Dünya kamuoyunda fikri mülkiyet haklarının daha etkin korunması için uluslararası iş birliğinin artırılması gerektiğine dikkat çeken Faruk Aktay, “Paris Sözleşmesi, Madrid Protokolü, Patent İşbirliği Anlaşması (PCT), Avrupa Patent Sözleşmesi (EPC), TRIPS Anlaşması, Türkiye’nin de taraf olduğu fikri mülkiyet haklarına ilişkin önemli uluslararası sözleşmelerden bazıları. Yüksek teknoloji ürünlere karşı fikri mülkiyet korumasında yeni kanuni düzenlemeler gerekiyor. Yazılımlarda en çok karşılaşılan ihlal yöntemlerinden biri aynen kopyalamadır. FSEK, yazılımlar açısından birçok eksiklik barındırıyor ve teknolojik gelişmeler neticesinde oluşan sorunlar çözümsüz kalıyor. Yazılımlar, bilgisayar programları FSEK madde 2 uyarınca korunuyor. Ancak, düşünceler ve ilkeler ile algoritma ve ara yüzler aynı maddede eser sayılmadığından kanun uyarınca korunamıyor. Ayrıca, yapay zekalar FSEK uyarınca gerçek kişi olmadıklarından, yapay zeka tarafından üretilecek ürünler de korumadan yararlanamıyor ve doğrudan kamunun açık kullanımına tabi tutuluyor. Bu nedenle bilgisayar programları, yazılım, veri tabanı ve yapay zeka gibi alanlardaki gelişmelere ayak uyduracak ve her türlü hukuki güvenceyi sağlayacak, belirleyici ve düzenleyici tedbirleri de içerecek şekilde kanuni düzenlemeler hazırlanmalıdır. Türkiye’ye daha fazla yatırım için ideal ortamın oluşmasında bazı parametreleri tasarlayabiliriz.

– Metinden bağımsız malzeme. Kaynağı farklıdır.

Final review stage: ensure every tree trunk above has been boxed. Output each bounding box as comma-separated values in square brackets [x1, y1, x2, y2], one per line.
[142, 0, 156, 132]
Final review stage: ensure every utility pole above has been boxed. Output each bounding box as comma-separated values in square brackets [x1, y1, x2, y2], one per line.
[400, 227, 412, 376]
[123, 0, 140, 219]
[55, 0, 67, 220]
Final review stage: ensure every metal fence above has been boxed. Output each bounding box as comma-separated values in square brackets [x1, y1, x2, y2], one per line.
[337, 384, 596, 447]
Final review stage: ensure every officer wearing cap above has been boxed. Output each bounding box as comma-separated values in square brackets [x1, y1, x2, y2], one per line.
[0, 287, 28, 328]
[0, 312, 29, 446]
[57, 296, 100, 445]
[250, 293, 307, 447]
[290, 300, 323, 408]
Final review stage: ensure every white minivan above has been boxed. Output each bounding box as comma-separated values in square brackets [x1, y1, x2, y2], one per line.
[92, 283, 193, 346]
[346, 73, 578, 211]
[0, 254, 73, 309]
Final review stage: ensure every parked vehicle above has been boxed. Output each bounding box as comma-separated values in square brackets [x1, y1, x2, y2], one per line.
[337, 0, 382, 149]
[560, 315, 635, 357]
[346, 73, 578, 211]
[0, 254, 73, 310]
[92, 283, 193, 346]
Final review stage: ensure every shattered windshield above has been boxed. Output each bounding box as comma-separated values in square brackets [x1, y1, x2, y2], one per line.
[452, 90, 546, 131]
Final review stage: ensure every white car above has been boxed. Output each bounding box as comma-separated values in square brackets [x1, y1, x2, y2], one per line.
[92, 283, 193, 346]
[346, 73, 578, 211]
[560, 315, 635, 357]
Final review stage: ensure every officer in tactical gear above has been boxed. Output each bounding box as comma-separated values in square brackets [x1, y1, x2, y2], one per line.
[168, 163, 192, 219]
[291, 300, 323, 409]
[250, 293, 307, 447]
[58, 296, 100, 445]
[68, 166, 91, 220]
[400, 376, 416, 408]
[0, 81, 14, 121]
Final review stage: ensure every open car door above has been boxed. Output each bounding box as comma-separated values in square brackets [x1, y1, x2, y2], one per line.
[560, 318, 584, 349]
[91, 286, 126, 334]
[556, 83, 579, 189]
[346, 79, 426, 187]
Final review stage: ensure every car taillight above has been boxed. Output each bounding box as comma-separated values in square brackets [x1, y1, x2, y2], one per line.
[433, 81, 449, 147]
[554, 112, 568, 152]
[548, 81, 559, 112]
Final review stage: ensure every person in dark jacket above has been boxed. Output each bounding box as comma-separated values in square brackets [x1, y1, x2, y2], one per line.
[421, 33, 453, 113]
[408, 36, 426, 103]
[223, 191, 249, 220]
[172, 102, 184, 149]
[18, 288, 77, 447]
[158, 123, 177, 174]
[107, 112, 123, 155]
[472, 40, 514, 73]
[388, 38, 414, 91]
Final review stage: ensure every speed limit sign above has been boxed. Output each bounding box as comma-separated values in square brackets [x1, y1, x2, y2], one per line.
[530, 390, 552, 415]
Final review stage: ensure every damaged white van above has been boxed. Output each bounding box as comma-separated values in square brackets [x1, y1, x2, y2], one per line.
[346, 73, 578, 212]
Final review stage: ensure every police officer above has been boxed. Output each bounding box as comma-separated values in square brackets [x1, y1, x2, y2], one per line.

Verimli iş gücü piyasası, sıkı patent ve tescil politikaları, gelişmiş insan kaynağı, üniversite ve araştırma kurumlarıyla iş birliği, altyapı, siber güvenlik politikaları, açık finansal piyasalar, ticari sırların korunmasına ilişkin mevzuat, ekonomik öngörülebilirlik, daha etkin ve hızlı yargılama ve siyasi istikrar bazı parametreler arasında yer alıyor.” diye konuştu.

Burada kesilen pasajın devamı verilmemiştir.